# Big results from small purchase



## AaronK (Nov 30, 2008)

cool! i saw this in their last mailing and thought it looked pretty great.


----------



## felkadelic (Jun 12, 2011)

Good to know it's working out well for you. I bought one yesterday (had to add something to my purchase to be able to use a $10 off $50 coupon) and am looking forward to using it!
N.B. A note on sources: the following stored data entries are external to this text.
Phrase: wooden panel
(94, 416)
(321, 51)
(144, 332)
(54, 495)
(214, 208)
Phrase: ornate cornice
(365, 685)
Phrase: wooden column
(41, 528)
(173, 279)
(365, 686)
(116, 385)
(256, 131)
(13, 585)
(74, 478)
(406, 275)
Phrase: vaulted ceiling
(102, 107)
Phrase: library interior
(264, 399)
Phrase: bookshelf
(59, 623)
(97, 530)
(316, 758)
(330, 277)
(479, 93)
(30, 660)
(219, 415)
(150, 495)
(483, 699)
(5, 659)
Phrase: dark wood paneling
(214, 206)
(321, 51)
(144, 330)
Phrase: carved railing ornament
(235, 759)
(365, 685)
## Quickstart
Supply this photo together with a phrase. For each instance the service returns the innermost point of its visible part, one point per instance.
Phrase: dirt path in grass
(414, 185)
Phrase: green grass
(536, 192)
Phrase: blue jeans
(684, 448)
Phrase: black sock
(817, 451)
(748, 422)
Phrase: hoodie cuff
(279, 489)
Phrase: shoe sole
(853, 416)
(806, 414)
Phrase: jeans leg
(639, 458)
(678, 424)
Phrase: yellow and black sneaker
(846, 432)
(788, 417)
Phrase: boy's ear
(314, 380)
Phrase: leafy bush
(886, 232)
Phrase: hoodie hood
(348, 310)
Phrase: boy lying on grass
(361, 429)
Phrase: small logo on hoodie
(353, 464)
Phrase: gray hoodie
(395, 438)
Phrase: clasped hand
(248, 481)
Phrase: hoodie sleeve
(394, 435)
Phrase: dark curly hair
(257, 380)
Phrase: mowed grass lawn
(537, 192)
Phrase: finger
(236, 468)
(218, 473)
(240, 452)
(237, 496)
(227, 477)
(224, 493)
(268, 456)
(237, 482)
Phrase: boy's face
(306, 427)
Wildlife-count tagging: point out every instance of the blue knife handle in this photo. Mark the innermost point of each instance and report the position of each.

How did you clean it? Wait until the glue dries and just flake it off?


----------



## redryder (Nov 28, 2009)

I've had one for about two weeks. I'm not sure I agree with the "easy to clean" part but it is a cool tool and better than foam sticks, fingers etc. The glue stays wet between the rubber nubs and does not dry as fast as on a paint brush so you do have more time to not worry about clean up…...................


----------



## wee3 (Mar 6, 2012)

Good to know,thanks for the tip.


----------



## longgone (May 5, 2009)

I have something similar to this..a bit larger however…that is used for spreading barbecue sauce. Works great and I never thought of a smaller one for applying glue. I need to order one. I have been using the 1/2' little brushes with the metal handle from harbor Freight for several years. I bought a pack with about 40 brushes on sale for $1.99 and I clean them in water after each glueup.


----------



## map (Oct 12, 2008)

I just ran it under the water tap and flicked the rubber nubs to get the glue out. Right after using or after ~1/2 hour didn't seem to make much difference.


----------



## dhazelton (Feb 11, 2012)

I was going to say to look in a Bed Bath and Beyond or the supermarket for these. They are silicone basting brushes - someone got smart and saw a second use.


----------



## KenFitz (May 21, 2007)

Bought 4 in my last order to Rockler. Probably bought 3 to many. Tried one out and was amazed how well it works. As map says, run it under the water and it cleans well. I let it dry for an hour and gave it a squeeze and the dried glue flecked off almost in one piece. The inventor has a gold mine.


----------



## NiteWalker (May 7, 2011)

Thanks for the review. I might grab one of these on my next rockler order.


----------



## dustyal (Nov 19, 2008)

I see similar tool in store kitchenware departments as coking oil spreaders/basters, etc… I wonder if they would work as well?


----------



## NiteWalker (May 7, 2011)

Steve (from MereMortals) mentioned on one of his videos that the same thing is sold at his local dollar store as the cooking utensil you mentioned.


----------



## mrpedaling (Jun 14, 2011)

Also grabed one. Works well. Been (ab)using it last couple weeks. To be devil's advocate, the list of minor things:

-the brush is a little large for smaller operations.
-When all the glue dries you flick out the chunks. Most of them. Some are more stubborn, and since the glue wicks up into the brush. The come out. I could put it under water or something I guess  So far I haven't after 3 glue sessions, and no surprise chunks have popped out at the wrong time.

some good things:
- the brush shape keeps it off the table when you put it down, and since the glue wicks into it a bit, you can put it on the work bench for a bit when you inevitably run out of hands and appropriate places to put the brush down to get your hand free
- nice hand feel
- don't have to clean. Really. Can't mention that enough.
- brush tip is removable

rockler could improve it by selling a pack of brush tips in a couple smaller (and bigger?) sizes.

Like it.

guess that was a mini-review inside a review


----------



## NiteWalker (May 7, 2011)

The smaller heads would be nice; I do a lot of loose tenon joinery with 1/4" mortices.


----------



## Ken90712 (Sep 2, 2009)

I bought one and have used it for a cpl weeks. I like it alot and save money on all those cheap Harbor Fright brushes that constantly leave hairs in the the glue. Worth every penny!!!!


----------



## MartyBacke (Oct 23, 2010)

I guess everyone has been buying these. Mine is a couple of weeks old and I've used it a bunch. It works great, although I'll second what redryder says - that it can take a bit to totally clean the wet glue at the base of the _bristles_. It's now my go-to brush, but I'd love a smaller one too.


----------



## nwbusa (Feb 21, 2012)

It's a winner.


----------